And then we have teenagers committing self-harm and suicide because of games like Blue Whale. Agreed that teenage is a period when adolescents like the ‘high’ of taking risks but there is something called adult monitoring that parents and teachers should be doing to ensure that teenagers are not falling prey to self damaging habits. It is untreated depression and social alienation that leads to teenagers being addicted to drugs or online games like blue whale.

The common cause of all of these issues is this blind chase of ‘success’ at any cost.  Drilled into children from very young.  “Why didn’t you colour properly?” “Why didn’t you get full marks?” “Why didn’t you get the main role in the school concert?” And then start the comparisons, “your cousin’s handwriting is better than yours”, or “why cant you be good in math like your friend?” “Yash got into Harvard and you…” and ends with making the child bear the weight of your disappointment, “cant you do anything right?”

So when kids don’t get ‘recognition’ they try to get it on online groups, every human being needs ‘belonging’ and when the family, especially the parents and school are unable to do so then they find it in friends and to ‘belong’ they do all that their friends think is ‘cool’. Risk taking, logic, impulse control are all part of the prefrontal lobe- the thinking brain and it is this part of the brain that is not fully developed yet, hence teenagers need a calm, emotionally controlled ‘brain’ that knows how to communicate with them, but sadly we find teenagers brash, rude and tend to be brash, sarcastic and rude to them which drives them away…. to their ‘faceless friends’ on the net or social media.

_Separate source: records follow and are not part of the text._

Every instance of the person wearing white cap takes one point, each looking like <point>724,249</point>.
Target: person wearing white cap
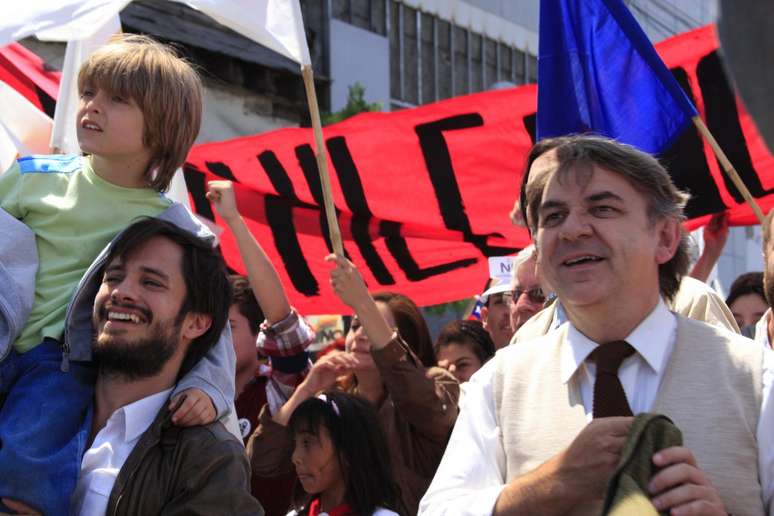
<point>495,314</point>
<point>526,295</point>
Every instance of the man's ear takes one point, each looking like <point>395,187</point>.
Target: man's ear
<point>195,325</point>
<point>669,235</point>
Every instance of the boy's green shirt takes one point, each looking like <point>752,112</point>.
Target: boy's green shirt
<point>74,214</point>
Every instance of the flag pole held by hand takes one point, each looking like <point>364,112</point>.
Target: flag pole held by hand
<point>322,162</point>
<point>728,167</point>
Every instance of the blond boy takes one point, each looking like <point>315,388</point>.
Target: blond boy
<point>140,111</point>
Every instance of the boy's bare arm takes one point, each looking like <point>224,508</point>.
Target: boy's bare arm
<point>261,273</point>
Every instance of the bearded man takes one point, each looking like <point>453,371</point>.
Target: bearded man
<point>162,304</point>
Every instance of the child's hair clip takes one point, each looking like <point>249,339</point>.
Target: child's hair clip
<point>332,403</point>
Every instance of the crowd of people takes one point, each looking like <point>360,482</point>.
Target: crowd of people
<point>139,377</point>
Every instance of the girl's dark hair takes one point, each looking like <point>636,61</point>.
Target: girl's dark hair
<point>411,325</point>
<point>748,283</point>
<point>471,333</point>
<point>244,299</point>
<point>362,450</point>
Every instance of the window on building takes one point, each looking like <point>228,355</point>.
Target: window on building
<point>460,44</point>
<point>410,56</point>
<point>531,68</point>
<point>432,59</point>
<point>427,62</point>
<point>444,78</point>
<point>366,14</point>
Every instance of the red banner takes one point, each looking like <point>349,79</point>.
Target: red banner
<point>423,195</point>
<point>27,73</point>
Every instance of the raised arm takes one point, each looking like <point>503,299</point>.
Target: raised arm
<point>351,289</point>
<point>427,398</point>
<point>262,275</point>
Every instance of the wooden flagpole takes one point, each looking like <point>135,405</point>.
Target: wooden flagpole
<point>322,162</point>
<point>728,167</point>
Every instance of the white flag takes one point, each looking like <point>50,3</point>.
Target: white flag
<point>276,24</point>
<point>24,129</point>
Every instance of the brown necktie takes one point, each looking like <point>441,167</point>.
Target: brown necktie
<point>609,396</point>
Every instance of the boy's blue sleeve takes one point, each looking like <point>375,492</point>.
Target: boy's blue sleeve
<point>214,374</point>
<point>10,191</point>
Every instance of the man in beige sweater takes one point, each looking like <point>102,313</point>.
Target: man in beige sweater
<point>545,420</point>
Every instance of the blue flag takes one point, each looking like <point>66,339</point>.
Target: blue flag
<point>598,72</point>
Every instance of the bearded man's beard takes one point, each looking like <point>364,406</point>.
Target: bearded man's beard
<point>139,358</point>
<point>768,285</point>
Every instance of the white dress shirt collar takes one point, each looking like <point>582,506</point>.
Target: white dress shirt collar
<point>139,415</point>
<point>651,339</point>
<point>762,329</point>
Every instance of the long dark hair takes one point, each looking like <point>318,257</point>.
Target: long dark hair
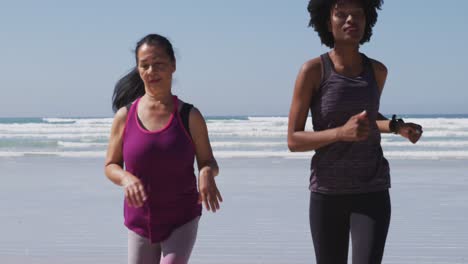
<point>131,86</point>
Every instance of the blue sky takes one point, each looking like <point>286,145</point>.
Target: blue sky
<point>62,58</point>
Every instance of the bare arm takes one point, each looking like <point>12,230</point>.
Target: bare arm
<point>113,168</point>
<point>307,83</point>
<point>410,131</point>
<point>380,73</point>
<point>207,165</point>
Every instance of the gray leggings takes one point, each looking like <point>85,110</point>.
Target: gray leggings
<point>176,249</point>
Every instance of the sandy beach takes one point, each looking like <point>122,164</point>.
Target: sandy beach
<point>64,210</point>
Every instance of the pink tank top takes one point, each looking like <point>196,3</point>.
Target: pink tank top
<point>163,161</point>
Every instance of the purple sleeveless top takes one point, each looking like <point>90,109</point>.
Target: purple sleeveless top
<point>163,161</point>
<point>347,167</point>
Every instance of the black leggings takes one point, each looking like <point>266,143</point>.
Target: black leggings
<point>332,217</point>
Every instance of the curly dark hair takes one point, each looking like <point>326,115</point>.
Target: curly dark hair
<point>319,11</point>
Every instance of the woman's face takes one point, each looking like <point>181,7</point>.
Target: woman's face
<point>347,22</point>
<point>155,67</point>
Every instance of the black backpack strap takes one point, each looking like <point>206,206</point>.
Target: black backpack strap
<point>184,115</point>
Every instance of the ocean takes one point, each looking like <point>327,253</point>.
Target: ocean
<point>445,137</point>
<point>57,206</point>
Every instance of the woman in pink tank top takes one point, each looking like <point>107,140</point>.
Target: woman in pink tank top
<point>151,154</point>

Attachment is another key issue. Parents are quite attached to children till they turn 5, after that parents feel they ‘lost’ them to friends and so either drift away from them or try to ‘smother-mother’ them, both of which do not end well. It is important for parents to understand each stage of development and keep the ‘bond’ strong with their children, and then they would know when their children need them etc. In most of the Blue Whale cases the parents did not know about the child’s activity on the net. It means conversations and sharing was not there in the relationship because of fear of being shamed or shouted. Attachment is a term least referred to but is the strongest ingredient in the parent-child relationship. I appeal to all parents to have daily conversations with their children about what they see on TV or what is reported in the news, this will help your children see your point of view and will help you see theirs. Please remember that the parent is a child’s first counselor.

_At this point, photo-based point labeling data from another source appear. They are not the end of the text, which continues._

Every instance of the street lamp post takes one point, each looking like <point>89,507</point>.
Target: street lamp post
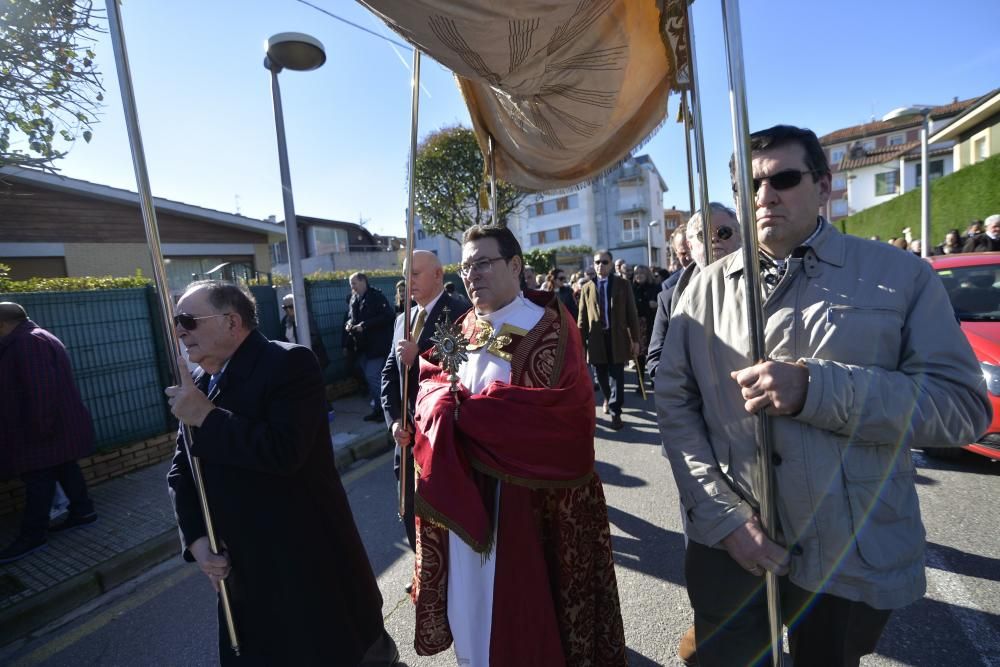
<point>649,242</point>
<point>297,52</point>
<point>925,177</point>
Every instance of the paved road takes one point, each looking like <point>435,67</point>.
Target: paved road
<point>167,617</point>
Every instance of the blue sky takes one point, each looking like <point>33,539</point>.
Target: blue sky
<point>205,104</point>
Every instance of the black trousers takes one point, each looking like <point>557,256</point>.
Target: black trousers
<point>40,489</point>
<point>731,627</point>
<point>611,378</point>
<point>409,523</point>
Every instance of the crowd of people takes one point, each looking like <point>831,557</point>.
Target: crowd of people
<point>495,419</point>
<point>979,236</point>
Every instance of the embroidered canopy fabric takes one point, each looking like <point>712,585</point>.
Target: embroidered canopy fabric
<point>566,88</point>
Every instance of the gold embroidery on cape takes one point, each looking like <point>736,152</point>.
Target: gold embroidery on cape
<point>497,343</point>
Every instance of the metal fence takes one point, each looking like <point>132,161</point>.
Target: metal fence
<point>118,354</point>
<point>114,346</point>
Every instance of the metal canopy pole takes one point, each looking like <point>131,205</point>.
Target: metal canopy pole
<point>162,288</point>
<point>754,301</point>
<point>302,326</point>
<point>492,166</point>
<point>410,235</point>
<point>699,141</point>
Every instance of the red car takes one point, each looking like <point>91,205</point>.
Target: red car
<point>973,283</point>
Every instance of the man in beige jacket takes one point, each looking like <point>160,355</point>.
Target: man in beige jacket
<point>865,361</point>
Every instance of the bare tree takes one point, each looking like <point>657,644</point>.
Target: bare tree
<point>451,181</point>
<point>50,88</point>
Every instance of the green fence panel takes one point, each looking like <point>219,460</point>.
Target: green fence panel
<point>109,335</point>
<point>268,314</point>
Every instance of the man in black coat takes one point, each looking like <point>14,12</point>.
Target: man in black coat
<point>290,332</point>
<point>302,589</point>
<point>369,325</point>
<point>427,289</point>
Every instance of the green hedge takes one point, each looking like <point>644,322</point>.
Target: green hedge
<point>971,193</point>
<point>69,284</point>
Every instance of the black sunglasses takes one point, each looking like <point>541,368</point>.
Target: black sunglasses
<point>190,322</point>
<point>723,233</point>
<point>783,180</point>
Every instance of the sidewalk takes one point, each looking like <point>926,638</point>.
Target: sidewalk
<point>136,530</point>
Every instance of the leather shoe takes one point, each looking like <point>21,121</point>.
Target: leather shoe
<point>687,648</point>
<point>73,521</point>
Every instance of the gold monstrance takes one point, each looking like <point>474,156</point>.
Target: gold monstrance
<point>450,347</point>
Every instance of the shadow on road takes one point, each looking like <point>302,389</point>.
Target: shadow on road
<point>648,548</point>
<point>638,659</point>
<point>950,559</point>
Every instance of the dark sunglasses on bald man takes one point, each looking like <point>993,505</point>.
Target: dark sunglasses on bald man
<point>723,233</point>
<point>783,180</point>
<point>190,322</point>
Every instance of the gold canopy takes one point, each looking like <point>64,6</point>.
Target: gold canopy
<point>567,88</point>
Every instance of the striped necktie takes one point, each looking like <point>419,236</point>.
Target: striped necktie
<point>418,325</point>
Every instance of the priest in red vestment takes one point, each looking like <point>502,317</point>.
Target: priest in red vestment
<point>514,562</point>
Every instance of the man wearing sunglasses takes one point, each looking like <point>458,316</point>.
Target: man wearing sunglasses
<point>292,558</point>
<point>432,299</point>
<point>609,326</point>
<point>725,239</point>
<point>865,360</point>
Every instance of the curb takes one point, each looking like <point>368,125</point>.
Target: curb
<point>37,611</point>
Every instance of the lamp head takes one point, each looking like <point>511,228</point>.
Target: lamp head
<point>295,51</point>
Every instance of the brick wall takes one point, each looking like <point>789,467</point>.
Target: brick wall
<point>101,467</point>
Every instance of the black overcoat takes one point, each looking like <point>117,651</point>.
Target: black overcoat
<point>302,587</point>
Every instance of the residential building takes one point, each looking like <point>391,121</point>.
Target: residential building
<point>613,211</point>
<point>976,132</point>
<point>874,162</point>
<point>448,251</point>
<point>53,226</point>
<point>335,245</point>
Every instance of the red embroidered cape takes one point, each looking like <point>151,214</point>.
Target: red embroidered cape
<point>555,592</point>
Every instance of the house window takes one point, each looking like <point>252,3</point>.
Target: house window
<point>886,183</point>
<point>978,150</point>
<point>630,229</point>
<point>936,170</point>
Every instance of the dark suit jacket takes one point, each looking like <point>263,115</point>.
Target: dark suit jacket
<point>392,381</point>
<point>665,304</point>
<point>302,587</point>
<point>622,316</point>
<point>44,421</point>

And the last culprit- screen parenting! From very early in life we are happy to pacify children, babysit children, and appreciate children with screen time. Children are growing up with listening to ‘screen’ voices more than human voices and no wonder they relate and react more to the screen voice that dictates to them what to do. Its time to move away from screen parenting and scream parenting. Social media is here to stay and we need to stop blaming it, it is a platform that helps in networking and connectivity. Just like we nurture children to understand how to make ‘real’ friends we need to educate them about ‘virtual’ friends too. It is our responsibility to make social media safe for our children. Just like we teach them road safety we need to cultivate ‘net safety’, just like we teach them etiquette we need to teach them ‘netiquette’.

Pehradaar, Blue Whale and the little baby being taught 1,2,3, are a revelation that today our society has lost its moral values.  When morals are lost with it is lost the ability to differentiate between right and wrong and that is what we need to give our children, the ability to choose between right and wrong and not accept wrong because others are accepting it. If we are blaming today’s youth for falling prey to Blue Whale then are not the adults falling prey to Pehredaar Piya Ki kind of serials?

Its time to move away from screen parenting and scream parenting, and time to make attachment and belonging the focus of our parenting and education and not success and failure.